Holloway and Li
‘Worldbuilding’, a term used to describe the creation of an imaginary setting with cohesive qualities, is a central theme in the work of interior designers Holloway & Li.
“We always create a narrative backbone for the concept of a project,” said co-founder Alex Holloway. “Basic elements for creating a story can include a biographical link or cultural references. We have an interest in creating stories that last longer than our involvement in the project.
“Interiors don’t exist in a vacuum…it’s about a feeling and an atmosphere, rather than saying ‘it’s going to be like this,'” he added.
Mr Holloway and Na Li, who are in their early 30s, met as apprentices at London architects Michaelis Boyd Associates, where they worked on the Oxfordshire Members’ Club and the Soho Farmhouse Hotel . After leaving Michaelis Boyd in 2015, they worked on other projects separately before joining forces in 2018. They both studied at the Bartlett School of Architecture at University College London, which gave them a similar value structure, Mr. Holloway said.
Their design projects are not alike but there are underlying visual clues that link them to their work such as the unexpected or offbeat application of materials. They call it “material alchemy”. In a recent residential project in Highbury, Holloway & Li made their kitchen entirely from stainless steel, a design that resembled a fast food restaurant. There are sheer bright orange accents made from resin all over the soft pink plaster walls.
They recently worked on the Bermond Locke hotel-apartment near London’s Tower Bridge for the Locke hotel brand, which is inspired by the landscapes and cultures of the Californian desert and themed around circularity. Here, cactus, terracotta and sky tones mingle with psychedelic metallic surfaces in an empty shell of a former office building. (The project was shortlisted for a 2021 Dezeen award in its sustainable interior category).
“We like to push boundaries and apply things in new ways, especially when it comes to sustainability,” Holloway said. In another recent project, Holloway & Li used stone as a replacement for concrete because it has a large carbon footprint. It’s not an easy option; stone is “considered bulky unlike concrete, which can be poured in place”, Mr Holloway said.
Interior designers based in Clerkenwell choose materials based on the purpose of their application. They enjoy working with natural materials such as wood and stone, but are aware that other blank options are limited. “We would like to use hemp and dirt, but we would only use them if they could be elevated from their original uses,” Mr. Holloway said.

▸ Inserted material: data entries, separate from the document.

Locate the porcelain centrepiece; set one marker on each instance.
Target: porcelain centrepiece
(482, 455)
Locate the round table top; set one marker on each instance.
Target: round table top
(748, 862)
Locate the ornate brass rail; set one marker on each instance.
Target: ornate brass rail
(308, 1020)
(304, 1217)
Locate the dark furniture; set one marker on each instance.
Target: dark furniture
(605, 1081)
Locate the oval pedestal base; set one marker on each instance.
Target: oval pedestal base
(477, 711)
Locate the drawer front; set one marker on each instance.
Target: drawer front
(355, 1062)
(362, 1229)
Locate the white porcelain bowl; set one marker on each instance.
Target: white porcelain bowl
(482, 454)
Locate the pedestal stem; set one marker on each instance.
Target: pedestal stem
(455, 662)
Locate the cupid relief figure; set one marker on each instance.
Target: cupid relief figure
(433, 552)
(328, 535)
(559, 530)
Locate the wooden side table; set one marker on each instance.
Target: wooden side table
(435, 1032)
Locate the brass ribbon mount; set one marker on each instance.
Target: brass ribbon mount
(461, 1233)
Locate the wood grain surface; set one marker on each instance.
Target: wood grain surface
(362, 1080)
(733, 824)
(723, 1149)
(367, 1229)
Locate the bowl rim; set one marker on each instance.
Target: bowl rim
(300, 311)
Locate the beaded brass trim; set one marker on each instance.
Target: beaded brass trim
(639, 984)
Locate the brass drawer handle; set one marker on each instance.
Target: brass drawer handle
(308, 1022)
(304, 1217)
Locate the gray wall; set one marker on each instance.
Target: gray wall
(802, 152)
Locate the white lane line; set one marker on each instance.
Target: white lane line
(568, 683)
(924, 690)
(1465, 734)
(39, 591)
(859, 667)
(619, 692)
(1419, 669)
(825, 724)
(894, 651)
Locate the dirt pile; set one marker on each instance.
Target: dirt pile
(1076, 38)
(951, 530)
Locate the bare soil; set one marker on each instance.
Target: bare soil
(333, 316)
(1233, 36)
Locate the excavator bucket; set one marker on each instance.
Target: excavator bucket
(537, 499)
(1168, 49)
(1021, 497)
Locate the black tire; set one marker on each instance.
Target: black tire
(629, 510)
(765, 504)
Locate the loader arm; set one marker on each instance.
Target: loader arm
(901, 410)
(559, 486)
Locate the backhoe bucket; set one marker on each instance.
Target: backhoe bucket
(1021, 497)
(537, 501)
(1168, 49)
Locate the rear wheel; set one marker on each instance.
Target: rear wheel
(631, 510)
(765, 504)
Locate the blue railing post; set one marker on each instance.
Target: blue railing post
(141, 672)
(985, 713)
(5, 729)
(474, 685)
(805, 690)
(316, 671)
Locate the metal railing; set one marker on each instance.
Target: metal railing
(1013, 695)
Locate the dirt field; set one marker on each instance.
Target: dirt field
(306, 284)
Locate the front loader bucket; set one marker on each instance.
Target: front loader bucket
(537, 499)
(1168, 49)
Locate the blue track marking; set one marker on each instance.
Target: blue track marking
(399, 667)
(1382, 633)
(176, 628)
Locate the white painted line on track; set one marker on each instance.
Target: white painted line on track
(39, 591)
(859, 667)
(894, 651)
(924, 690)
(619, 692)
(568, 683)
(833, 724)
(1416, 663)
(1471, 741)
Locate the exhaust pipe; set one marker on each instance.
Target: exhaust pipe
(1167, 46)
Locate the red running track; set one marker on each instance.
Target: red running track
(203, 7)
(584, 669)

Currently, Holloway & Li is working on hotels in Soho, Canary Wharf and St Pauls in the City of London, and a few residential projects in Chelsea and Mayfair which are single family homes.
Holloway & Li said they have found that customer tastes are increasingly sophisticated, diverse and forward-looking.
The interior designers won the Workplace Sub-5000 sq ft Project of The Year award at the 2022 Mixology Awards for an experience-driven showroom in The Market Building in Clerkenwell. Their projects have been published in the design magazines Wallpaper*, ELLE Decoration and Livingetc, among others.